Modulation of L-Arginine metabolism and bioavailability by free plasma heme

Severe falciparum malaria is associated with high levels of free heme [Fe(III)-protoporphyrin IX, FP], hypoargininemia and low nitric oxide (NO). Hypoargininemia can be partially explained by the increased level of plasma arginase due to the disease-induced hemolysis, but its precise cause is unknown. The aim of this work was to investigate whether FP can affect the membrane transport of arginine (ARG) and/or the activity of plasma and red blood cell (RBC) arginase, therefore limiting ARG bioavailability for NO production.

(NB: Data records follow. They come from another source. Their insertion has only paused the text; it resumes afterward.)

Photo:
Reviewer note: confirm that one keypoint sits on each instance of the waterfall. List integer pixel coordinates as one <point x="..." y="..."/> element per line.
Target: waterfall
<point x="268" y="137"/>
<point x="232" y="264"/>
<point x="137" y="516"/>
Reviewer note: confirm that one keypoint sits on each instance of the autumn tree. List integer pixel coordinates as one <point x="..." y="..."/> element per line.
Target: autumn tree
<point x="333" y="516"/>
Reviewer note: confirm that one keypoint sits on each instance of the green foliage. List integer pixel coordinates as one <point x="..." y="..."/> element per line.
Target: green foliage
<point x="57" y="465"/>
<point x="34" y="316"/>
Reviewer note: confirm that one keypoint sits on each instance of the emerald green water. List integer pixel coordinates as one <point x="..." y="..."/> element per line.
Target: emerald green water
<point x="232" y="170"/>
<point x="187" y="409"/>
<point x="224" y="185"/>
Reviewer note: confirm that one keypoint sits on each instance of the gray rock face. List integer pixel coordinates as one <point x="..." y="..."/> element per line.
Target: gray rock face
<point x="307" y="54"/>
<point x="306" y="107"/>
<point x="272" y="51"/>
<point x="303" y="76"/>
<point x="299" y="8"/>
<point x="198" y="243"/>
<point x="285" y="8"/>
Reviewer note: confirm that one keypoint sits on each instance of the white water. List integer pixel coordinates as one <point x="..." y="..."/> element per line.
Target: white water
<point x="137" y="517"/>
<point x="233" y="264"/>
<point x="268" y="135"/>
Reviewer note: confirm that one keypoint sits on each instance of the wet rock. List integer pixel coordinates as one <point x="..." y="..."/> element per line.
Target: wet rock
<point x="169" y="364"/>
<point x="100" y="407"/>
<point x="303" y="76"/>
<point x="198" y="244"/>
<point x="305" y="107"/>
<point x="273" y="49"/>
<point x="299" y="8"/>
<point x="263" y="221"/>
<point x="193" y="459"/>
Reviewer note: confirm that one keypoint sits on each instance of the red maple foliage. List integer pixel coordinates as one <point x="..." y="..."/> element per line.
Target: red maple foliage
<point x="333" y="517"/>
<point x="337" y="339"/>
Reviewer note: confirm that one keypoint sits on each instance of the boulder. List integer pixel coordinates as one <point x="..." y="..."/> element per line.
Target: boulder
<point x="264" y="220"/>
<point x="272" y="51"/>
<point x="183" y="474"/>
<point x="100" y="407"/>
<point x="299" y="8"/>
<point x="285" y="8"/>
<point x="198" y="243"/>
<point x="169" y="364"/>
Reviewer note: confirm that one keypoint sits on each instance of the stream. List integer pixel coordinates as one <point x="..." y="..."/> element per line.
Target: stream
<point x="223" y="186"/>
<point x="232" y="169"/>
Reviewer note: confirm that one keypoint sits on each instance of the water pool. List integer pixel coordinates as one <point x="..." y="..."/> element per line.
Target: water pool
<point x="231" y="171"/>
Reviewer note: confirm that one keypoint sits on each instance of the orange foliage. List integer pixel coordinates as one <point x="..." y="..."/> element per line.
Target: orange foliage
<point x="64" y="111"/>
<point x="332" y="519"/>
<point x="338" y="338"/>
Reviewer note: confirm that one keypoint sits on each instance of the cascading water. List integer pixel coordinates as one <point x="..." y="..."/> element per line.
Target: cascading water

Design and Methods. ARG transport was evaluated in human RBC by measurement of influx of radiolabeled ARG and resolved into the saturable transport components y+ and y+L by selective inhibition of the two systems with 2 mM N-ethylmaleimide or 1 mM leucine. respectively. Arginase activity was evaluated after pre-treatment of RBC or cell-free extract with FP in different experimental conditions and expressed as mol urea produced/gr Hb. Results. FP impairs the influx of ARG into RBC in a dose dependent manner with a more pronounced effect on the transport system y+L. FP-treated RBC show an enhancement of the arginase activity. Experiments performed in different experimental conditions have shown that arginase activation is not simply related to oxidative modifications induced by the porphyrin Conclusions: impairment of ARG influx and activation of arginase could limit ARG availability for NO production by RBC NOS. Additionally, release of a more active arginase by damaged RBC during intravascular hemolysis could worsen hypoargininemia, reducing ARG availability for NO production also in endothelial cells.